Young-ha Kim, 1968 als Sohn eines Offiziers an der Grenze zum kommunistischen Norden geboren, zählt zu den bekanntesten Autoren Südkoreas. Sein 2013 im Original erschienener Roman folgt der radikalen Idee, einen Serienmörder mit Alzheimer zum Ich-Erzähler zu machen. Sein Serienkiller hebt sich wohltuend von den Figuren ab, die üblicherweise in Kriminalromanen in Serie morden. Mit den "Aufzeichnungen eines Serienmörders" ist ihm ein Buch gelungen, das lakonisch erzählt, bisweilen sogar komisch ist - und auffallend modern in seiner Mischung aus Bericht, Erzählung, Erinnerungsfetzen bis hin zu plötzlichen kurzen Einschüben des dementen Mörders über Nietzsche oder über den Zusammenhang von Zeit, Zerstörung, Mord, Demenz und Ödipus-Mythos.
Was ist wahr an einer Geschichte, wenn ein Demenzkranker sie erzählt? Was ist Wirklichkeit, wenn im Kurzzeitgedächtnis das Durcheinander zunimmt, was ist richtige Erinnerung, was Wahn? Demenzkranke Erzähler lügen schließlich nicht. Sie sind in einem Gefängnis namens Zeit eingekerkert, das für sie immer schneller immer kleiner wird, während das Chaos im Kopf von Tag zu Tag unaufhaltsam größer wird. Demenz verträgt sich im Normalfall nicht mit klarer Erzählstruktur, mit guter Syntax, mit gelungenen Metaphern. Doch wie schreibt der demente Serienmörder selbst, nachdem er einen Lyrikkurs besucht hat, um sich Fertigkeiten anzutrainieren, sein Tagebuch gegen das Vergessen zu schreiben: "Morden ist eher wie Prosa. Jeder, der es einmal probiert hat, weiß das." Der Lyrik-Dozent lacht und lobt ihn für seine Gedichte sogar. "Deshalb ließ ich ihn am Leben."

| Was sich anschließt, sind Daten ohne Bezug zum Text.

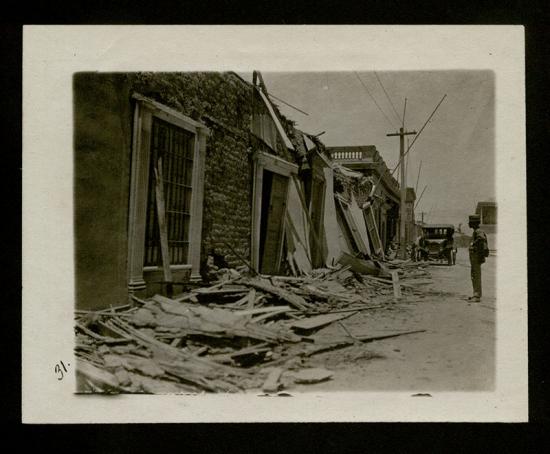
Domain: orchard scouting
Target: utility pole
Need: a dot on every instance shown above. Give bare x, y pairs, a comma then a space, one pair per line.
422, 214
402, 212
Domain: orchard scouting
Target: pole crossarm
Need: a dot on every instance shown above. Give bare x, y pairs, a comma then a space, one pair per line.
405, 133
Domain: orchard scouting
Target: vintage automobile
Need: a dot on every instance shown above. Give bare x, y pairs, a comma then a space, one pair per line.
437, 243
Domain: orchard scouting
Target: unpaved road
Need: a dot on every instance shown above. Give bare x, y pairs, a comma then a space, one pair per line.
456, 353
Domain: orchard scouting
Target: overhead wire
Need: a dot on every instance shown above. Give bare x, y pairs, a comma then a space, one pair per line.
374, 100
400, 120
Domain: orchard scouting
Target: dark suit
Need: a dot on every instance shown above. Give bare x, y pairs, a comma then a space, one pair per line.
477, 257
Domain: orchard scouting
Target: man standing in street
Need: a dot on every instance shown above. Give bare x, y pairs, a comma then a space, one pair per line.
479, 250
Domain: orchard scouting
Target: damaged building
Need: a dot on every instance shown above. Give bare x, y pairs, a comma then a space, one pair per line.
176, 172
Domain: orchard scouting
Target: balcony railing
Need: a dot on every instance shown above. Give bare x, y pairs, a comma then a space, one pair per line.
349, 155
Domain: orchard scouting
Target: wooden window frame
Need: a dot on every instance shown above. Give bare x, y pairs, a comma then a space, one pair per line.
144, 111
264, 161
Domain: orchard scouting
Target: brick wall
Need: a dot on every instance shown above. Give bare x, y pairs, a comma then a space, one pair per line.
222, 102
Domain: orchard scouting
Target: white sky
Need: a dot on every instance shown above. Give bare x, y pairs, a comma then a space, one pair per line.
456, 147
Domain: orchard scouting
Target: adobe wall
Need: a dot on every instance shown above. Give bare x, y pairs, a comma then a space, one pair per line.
102, 143
222, 102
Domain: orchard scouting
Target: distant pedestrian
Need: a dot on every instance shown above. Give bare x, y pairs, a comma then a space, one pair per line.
479, 251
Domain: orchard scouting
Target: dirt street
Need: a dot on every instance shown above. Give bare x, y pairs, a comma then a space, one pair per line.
457, 351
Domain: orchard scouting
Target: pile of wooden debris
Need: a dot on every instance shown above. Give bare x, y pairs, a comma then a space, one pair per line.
244, 332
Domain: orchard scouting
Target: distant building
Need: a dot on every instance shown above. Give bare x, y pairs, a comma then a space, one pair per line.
366, 160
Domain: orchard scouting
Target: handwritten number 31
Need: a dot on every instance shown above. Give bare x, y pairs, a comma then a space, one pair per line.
59, 369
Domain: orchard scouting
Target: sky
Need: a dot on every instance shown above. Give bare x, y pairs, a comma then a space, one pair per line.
456, 148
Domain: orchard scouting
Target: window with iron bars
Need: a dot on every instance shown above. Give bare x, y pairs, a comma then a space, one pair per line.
175, 146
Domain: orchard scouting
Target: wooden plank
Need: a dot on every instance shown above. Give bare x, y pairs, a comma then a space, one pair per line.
294, 300
360, 265
351, 225
271, 256
357, 214
378, 249
263, 310
318, 321
276, 121
161, 216
396, 286
271, 385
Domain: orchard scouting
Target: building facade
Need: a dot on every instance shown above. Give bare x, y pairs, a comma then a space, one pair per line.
174, 168
386, 199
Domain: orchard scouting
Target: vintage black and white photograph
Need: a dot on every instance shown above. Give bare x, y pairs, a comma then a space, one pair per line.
289, 231
285, 232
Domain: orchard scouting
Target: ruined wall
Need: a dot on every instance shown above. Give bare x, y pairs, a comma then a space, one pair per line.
223, 103
102, 138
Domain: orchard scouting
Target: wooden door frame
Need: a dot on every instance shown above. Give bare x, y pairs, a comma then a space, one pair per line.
264, 161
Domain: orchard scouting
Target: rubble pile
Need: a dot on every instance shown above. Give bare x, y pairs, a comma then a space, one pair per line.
232, 335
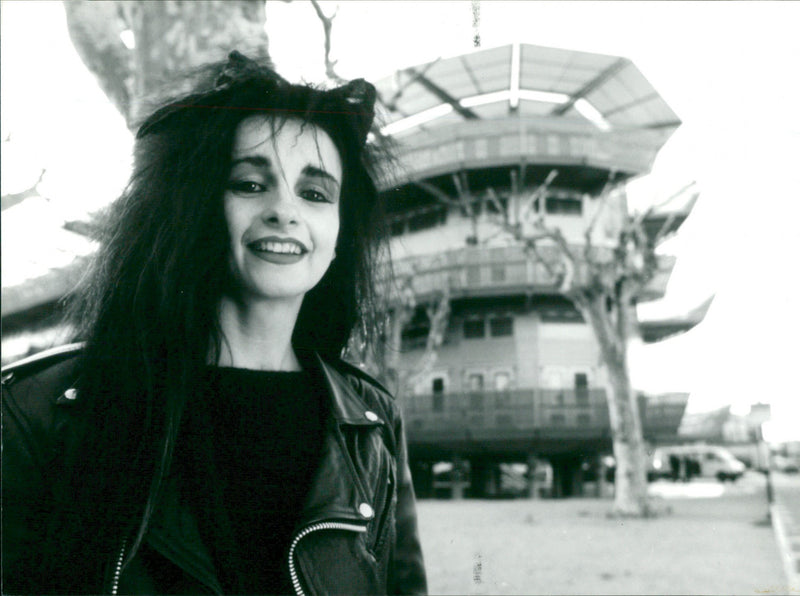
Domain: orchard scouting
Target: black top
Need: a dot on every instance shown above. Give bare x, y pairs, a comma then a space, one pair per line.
264, 441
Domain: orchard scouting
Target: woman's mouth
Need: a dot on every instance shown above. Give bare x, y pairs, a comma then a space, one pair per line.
282, 251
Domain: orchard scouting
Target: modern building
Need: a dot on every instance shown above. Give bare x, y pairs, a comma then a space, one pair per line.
482, 137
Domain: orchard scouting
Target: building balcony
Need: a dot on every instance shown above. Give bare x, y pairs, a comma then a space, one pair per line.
527, 414
498, 271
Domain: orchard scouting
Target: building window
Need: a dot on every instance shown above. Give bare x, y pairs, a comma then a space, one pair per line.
502, 380
476, 401
501, 326
474, 328
581, 388
438, 394
475, 381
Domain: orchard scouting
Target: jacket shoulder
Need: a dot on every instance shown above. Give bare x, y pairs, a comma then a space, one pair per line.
358, 376
39, 363
38, 395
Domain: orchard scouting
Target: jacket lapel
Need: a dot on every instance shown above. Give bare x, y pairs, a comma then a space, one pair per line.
338, 491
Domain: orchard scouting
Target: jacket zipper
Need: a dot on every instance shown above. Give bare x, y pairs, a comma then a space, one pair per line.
118, 568
305, 532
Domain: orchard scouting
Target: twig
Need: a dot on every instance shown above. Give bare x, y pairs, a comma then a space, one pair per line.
327, 26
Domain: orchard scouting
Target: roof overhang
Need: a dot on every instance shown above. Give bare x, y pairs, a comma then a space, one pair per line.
526, 103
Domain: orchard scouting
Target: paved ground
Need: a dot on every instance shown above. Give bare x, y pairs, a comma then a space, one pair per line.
786, 521
712, 542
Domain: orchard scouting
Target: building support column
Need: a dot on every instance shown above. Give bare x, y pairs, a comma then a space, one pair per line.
533, 477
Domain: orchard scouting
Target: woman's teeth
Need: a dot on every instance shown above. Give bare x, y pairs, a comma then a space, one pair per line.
289, 248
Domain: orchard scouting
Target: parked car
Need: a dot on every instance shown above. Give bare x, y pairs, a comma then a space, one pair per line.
684, 462
784, 464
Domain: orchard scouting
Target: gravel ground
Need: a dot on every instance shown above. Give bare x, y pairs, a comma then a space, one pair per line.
721, 545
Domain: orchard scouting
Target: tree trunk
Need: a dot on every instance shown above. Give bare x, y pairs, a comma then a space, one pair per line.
171, 38
612, 332
630, 484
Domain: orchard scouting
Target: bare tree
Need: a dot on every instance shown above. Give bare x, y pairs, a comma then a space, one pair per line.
137, 48
605, 283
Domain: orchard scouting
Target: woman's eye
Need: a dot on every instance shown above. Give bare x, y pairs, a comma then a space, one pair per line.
246, 186
314, 196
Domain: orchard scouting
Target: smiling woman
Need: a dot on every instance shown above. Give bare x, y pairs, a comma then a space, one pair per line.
207, 436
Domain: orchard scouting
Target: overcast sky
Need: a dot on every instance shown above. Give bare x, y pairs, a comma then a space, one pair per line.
728, 69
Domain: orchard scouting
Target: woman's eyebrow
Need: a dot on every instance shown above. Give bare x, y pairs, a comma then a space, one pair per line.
254, 160
314, 171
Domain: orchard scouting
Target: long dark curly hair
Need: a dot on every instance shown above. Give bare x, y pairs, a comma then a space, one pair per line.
147, 310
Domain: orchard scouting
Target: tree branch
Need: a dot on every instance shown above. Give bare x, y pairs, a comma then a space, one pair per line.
95, 28
327, 26
15, 198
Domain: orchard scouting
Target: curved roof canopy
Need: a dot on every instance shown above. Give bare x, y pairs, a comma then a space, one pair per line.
567, 107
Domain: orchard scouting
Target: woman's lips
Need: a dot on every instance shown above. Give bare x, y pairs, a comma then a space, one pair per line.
273, 249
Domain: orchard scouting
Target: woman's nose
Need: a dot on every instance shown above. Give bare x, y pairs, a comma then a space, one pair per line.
280, 209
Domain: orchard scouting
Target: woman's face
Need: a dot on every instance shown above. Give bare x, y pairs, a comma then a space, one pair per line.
282, 207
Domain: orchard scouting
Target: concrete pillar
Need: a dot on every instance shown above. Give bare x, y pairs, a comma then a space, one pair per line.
533, 481
459, 478
422, 476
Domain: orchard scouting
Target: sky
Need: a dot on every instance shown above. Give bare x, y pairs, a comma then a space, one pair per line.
728, 69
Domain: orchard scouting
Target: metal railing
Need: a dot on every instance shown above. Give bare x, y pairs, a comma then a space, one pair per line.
496, 271
568, 411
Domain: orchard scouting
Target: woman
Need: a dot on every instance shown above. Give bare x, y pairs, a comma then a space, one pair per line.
207, 436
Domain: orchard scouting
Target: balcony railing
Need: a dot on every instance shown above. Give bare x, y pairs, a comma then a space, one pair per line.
545, 411
498, 271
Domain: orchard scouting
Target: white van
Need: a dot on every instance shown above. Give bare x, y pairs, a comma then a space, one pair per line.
684, 462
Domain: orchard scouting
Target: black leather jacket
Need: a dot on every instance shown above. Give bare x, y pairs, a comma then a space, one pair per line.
358, 533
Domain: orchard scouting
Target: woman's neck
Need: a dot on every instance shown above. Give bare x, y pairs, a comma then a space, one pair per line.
258, 335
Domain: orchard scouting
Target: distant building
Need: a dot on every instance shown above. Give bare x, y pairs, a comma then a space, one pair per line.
518, 376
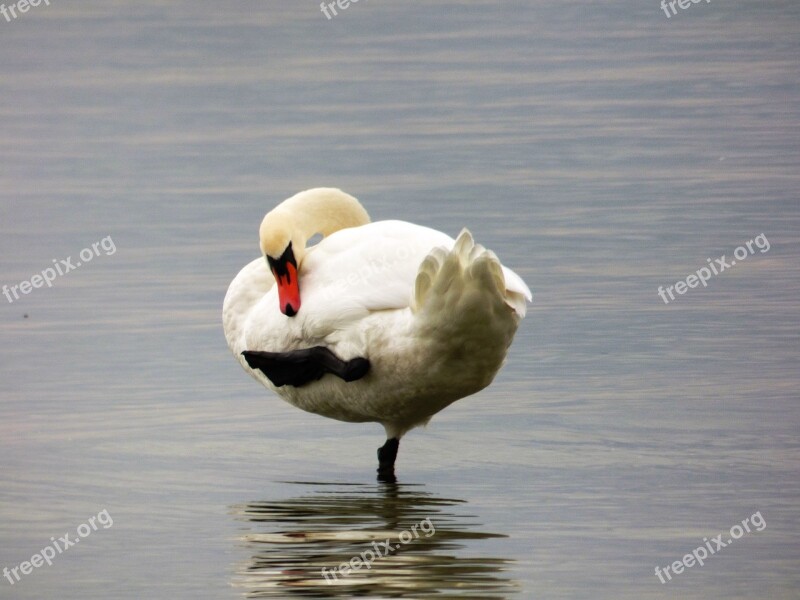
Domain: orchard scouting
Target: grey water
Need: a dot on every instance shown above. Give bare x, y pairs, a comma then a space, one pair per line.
600, 149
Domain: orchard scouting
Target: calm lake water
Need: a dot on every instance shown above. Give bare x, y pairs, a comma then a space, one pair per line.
601, 149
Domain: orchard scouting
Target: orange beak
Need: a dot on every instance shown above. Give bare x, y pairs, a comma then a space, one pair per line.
285, 271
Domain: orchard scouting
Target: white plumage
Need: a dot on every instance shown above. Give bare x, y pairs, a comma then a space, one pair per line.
434, 316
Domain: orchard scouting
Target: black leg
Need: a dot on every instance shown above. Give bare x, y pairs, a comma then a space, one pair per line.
386, 457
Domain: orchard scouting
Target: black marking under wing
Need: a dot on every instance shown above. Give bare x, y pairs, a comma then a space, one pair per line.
299, 367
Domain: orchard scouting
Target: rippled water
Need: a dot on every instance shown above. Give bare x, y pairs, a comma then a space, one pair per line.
602, 150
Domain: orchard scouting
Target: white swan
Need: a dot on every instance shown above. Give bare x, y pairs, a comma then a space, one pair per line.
387, 322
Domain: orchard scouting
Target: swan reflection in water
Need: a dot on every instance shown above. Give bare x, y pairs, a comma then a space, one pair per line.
291, 541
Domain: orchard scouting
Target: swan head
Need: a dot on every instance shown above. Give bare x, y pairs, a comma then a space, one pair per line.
283, 249
286, 229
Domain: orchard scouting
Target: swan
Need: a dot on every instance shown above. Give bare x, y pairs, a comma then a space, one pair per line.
385, 322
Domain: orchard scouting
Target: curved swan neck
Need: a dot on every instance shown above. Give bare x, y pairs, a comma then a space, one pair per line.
299, 218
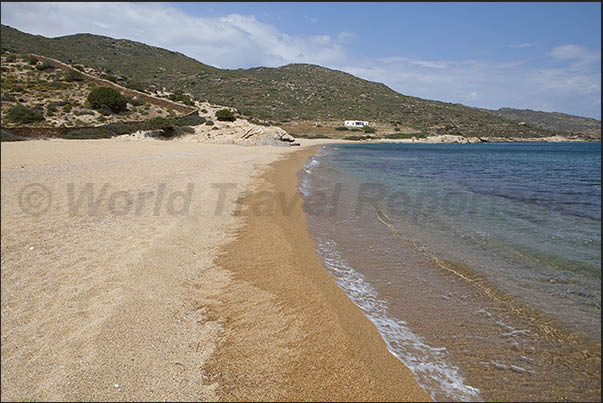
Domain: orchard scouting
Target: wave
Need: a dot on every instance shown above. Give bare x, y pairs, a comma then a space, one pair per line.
431, 366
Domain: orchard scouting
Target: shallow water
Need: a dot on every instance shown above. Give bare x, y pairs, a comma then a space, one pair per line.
479, 264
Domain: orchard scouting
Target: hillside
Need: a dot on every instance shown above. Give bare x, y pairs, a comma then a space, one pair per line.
553, 120
59, 95
296, 92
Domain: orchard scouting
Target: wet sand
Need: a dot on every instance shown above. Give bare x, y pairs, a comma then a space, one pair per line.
126, 301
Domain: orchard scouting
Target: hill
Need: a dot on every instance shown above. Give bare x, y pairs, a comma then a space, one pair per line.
553, 120
296, 92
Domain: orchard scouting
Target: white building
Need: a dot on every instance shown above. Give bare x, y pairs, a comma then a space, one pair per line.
355, 123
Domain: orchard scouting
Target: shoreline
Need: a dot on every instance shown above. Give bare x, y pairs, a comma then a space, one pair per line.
105, 305
289, 332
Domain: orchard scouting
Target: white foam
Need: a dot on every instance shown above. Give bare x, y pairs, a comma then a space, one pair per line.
431, 366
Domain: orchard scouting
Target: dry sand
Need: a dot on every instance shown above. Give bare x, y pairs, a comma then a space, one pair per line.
129, 303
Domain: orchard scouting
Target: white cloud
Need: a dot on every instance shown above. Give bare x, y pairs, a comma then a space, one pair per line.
240, 41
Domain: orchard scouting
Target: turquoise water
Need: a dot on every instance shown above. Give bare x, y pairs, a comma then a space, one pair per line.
525, 217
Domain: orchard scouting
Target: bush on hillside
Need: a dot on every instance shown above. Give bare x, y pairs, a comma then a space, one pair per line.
5, 135
135, 85
44, 66
181, 98
109, 97
109, 77
191, 120
23, 115
159, 123
72, 75
225, 115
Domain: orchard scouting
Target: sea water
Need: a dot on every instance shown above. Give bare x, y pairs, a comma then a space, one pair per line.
480, 265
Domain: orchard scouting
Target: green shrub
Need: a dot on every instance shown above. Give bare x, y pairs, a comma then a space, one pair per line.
81, 112
136, 101
8, 98
51, 109
106, 96
109, 77
159, 123
225, 115
135, 85
181, 98
71, 75
22, 114
6, 135
105, 110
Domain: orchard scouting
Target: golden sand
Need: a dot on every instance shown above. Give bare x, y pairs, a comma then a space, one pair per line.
289, 332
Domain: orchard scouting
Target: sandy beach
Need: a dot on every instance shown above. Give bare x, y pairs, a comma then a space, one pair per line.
128, 275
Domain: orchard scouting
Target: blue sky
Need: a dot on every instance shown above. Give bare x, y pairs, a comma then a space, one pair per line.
542, 56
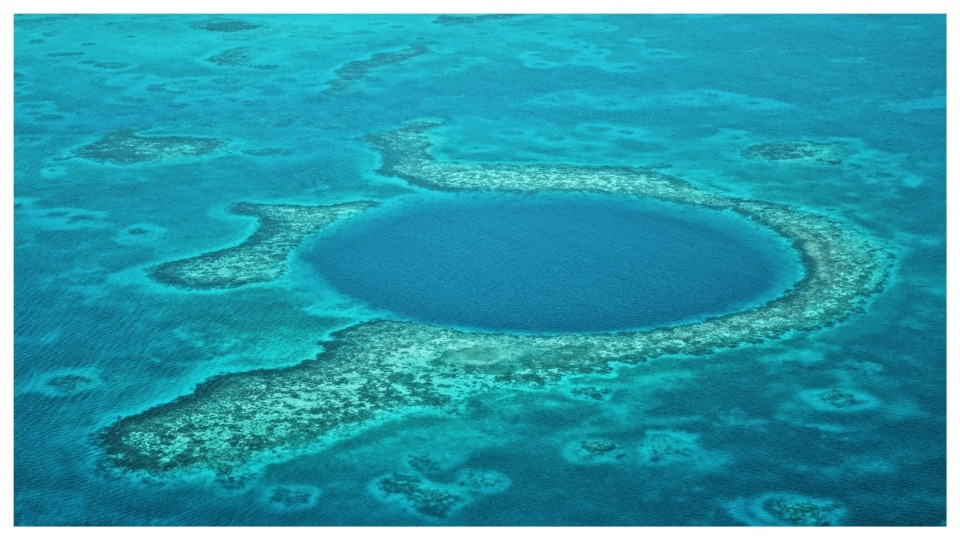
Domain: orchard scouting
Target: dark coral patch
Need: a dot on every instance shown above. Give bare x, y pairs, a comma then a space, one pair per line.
238, 56
358, 69
125, 147
225, 25
798, 151
69, 383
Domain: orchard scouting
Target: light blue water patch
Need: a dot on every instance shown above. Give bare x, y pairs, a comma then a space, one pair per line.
553, 263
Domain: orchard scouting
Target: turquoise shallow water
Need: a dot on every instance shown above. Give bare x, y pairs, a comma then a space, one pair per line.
721, 439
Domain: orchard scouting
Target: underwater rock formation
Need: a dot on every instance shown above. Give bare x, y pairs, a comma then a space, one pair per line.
798, 151
125, 147
262, 256
351, 72
379, 368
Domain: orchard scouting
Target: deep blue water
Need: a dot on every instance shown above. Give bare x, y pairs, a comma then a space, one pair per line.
690, 92
550, 263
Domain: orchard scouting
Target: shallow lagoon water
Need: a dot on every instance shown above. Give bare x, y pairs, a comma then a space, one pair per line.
549, 263
842, 425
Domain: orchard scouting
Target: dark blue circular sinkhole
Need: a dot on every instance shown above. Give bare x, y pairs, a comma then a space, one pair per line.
552, 263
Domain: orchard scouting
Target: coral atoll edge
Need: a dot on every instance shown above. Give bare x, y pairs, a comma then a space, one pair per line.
377, 369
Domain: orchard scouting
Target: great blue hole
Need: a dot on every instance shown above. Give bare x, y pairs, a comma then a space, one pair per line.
558, 263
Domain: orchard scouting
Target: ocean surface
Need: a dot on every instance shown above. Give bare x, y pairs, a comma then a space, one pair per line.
135, 134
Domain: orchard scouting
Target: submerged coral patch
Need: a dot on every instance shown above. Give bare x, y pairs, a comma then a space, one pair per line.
839, 400
262, 256
484, 481
788, 509
351, 72
225, 25
662, 447
829, 153
238, 56
593, 451
291, 497
419, 495
378, 368
125, 147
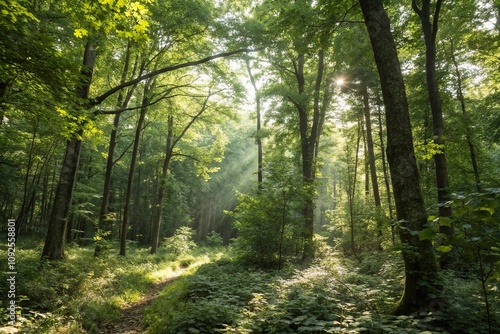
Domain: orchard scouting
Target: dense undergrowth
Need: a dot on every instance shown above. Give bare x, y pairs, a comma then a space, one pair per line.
218, 294
82, 293
334, 295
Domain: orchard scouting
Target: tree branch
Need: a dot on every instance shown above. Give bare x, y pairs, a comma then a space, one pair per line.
101, 98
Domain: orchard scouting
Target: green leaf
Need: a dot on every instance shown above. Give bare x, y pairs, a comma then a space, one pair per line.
444, 248
444, 221
427, 234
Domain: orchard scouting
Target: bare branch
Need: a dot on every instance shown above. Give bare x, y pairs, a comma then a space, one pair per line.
98, 100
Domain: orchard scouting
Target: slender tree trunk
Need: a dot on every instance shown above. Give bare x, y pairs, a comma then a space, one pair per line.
421, 279
130, 180
309, 140
162, 185
468, 132
121, 103
429, 30
369, 144
54, 242
386, 176
258, 136
352, 190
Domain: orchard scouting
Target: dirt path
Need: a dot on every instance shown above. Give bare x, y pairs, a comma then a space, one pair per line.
130, 321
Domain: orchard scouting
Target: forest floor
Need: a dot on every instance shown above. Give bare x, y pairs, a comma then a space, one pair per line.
208, 290
130, 320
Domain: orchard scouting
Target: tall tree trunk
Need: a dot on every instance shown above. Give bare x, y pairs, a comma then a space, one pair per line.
162, 185
56, 233
369, 144
386, 177
351, 188
429, 30
421, 279
258, 136
121, 103
130, 180
171, 142
309, 140
468, 131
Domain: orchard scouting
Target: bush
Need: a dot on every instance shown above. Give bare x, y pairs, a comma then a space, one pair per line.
181, 242
214, 239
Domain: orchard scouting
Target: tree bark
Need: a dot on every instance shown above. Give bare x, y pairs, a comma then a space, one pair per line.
386, 176
309, 140
369, 144
130, 180
56, 233
258, 136
420, 271
121, 103
162, 183
429, 30
468, 131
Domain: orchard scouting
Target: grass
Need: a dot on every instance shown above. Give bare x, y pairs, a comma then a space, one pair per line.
82, 293
218, 294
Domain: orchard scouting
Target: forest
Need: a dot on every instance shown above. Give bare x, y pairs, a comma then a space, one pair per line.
250, 166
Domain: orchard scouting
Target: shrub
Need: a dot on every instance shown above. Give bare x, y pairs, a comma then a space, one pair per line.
181, 242
214, 239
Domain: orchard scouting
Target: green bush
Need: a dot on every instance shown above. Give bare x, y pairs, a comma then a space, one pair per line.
181, 242
214, 239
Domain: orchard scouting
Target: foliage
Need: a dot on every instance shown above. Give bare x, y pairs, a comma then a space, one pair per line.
331, 296
181, 242
268, 223
214, 239
82, 294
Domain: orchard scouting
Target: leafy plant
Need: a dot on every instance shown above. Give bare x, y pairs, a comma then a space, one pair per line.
181, 242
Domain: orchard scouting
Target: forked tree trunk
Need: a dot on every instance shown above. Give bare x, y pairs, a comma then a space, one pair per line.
421, 279
468, 130
163, 177
258, 136
122, 102
56, 233
130, 180
369, 144
429, 30
386, 176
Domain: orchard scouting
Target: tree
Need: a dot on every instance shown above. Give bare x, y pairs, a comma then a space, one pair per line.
54, 244
421, 270
430, 30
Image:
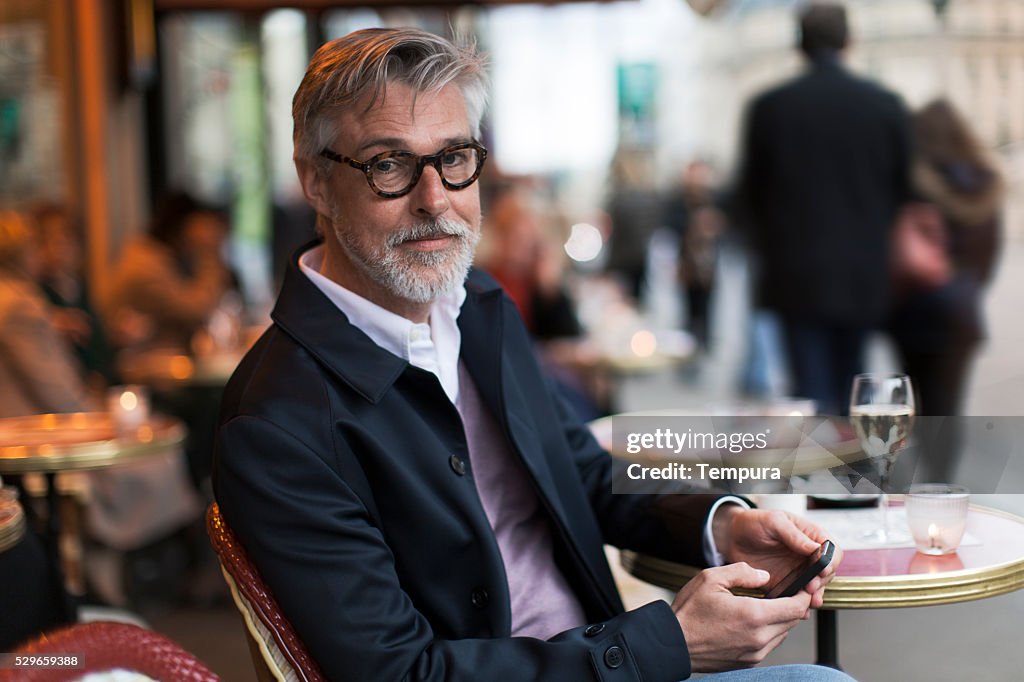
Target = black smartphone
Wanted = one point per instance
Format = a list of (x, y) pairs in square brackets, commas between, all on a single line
[(798, 579)]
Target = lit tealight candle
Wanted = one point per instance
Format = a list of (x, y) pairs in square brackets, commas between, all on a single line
[(643, 343), (129, 408), (937, 516)]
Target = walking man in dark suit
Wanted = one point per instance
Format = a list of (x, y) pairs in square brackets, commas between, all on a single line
[(824, 169), (419, 500)]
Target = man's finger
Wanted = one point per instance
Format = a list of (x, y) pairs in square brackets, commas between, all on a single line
[(784, 610), (739, 574)]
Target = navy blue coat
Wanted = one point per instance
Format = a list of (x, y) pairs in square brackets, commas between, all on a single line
[(334, 465)]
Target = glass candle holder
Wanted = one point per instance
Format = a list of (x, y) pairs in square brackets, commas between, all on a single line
[(937, 516)]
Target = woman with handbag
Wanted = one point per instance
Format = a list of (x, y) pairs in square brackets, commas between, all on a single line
[(944, 252)]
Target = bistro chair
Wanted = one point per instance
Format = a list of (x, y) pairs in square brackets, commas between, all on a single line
[(102, 647), (276, 650)]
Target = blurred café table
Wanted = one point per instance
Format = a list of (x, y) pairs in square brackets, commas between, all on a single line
[(168, 370), (988, 562), (800, 441), (46, 445)]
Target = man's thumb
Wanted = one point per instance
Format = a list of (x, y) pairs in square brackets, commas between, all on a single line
[(741, 574)]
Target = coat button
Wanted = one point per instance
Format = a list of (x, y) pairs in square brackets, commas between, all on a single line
[(479, 597), (613, 657), (458, 465)]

Eine letzte Aufgabe stellt sich der Serienmörder, bevor seine Erinnerung ganz im Dunkeln versinkt. Er will seine Tochter Unhi vor einem Frauenmörder schützen, der in der Gegend sein Unwesen treibt. Die beiden mordenden Kollegen treffen bei einem Auffahrunfall aufeinander, sie sehen sich in die Augen, erkennen einander. Der Alte ist sich sicher: da ist einer, wie er es war. Hat es der Kerl vielleicht auf Unhi abgesehen?
Von Karma und Fügung schreibt der Alte nun. Er plant seinen letzten Mord. Er muss den jüngeren Kollegen töten, bevor das Gedächtnis ganz verschwindet und "ich vergesse, wer er ist". Doch ist das wirklich so? Wie zuverlässig sind die Sinne? Ist Unhi überhaupt seine Tochter? Unhi kommt plötzlich öfter spät in das Haus des Serienmörders neben dem Bambushain, der raunt und rauscht, wenn der Wind weht. Eines Tages stellt sie ihrem Vater einen neuen Freund vor. Es ist der, den der demente Alte als Gleichgesinnten erkannt hatte. Ist er es wirklich? Warum ist der Kerl plötzlich Polizist? Verstellung gehört für Serienmörder zum Handwerk.
Der Plan, den Killerkollegen umzubringen, wird für Kim zur Rückkehr in das Leben. Die Rückkehr in die Welt des Serienmörders, die für ihn nach seinen Erinnerungen vor Jahren schon nach einem Autounfall endete. Der Autor schafft es, die Spannung zwischen Erwachen der Vergangenheit und Chaos der Gegenwart, die der demente Ich-Erzähler mit seinen Aufzeichnungen bändigen will, bis zum Ende zu steigern. Kim will sich erinnern. Doch woran er sich erinnert, wird von den Leuten als falsch abgetan. Der Demente hat den Eindruck, in einem Paralleluniversum zu sein. Die Ermittlungen der Polizisten, über die er berichtet, beißen sich mit den eigenen Wahrnehmungen.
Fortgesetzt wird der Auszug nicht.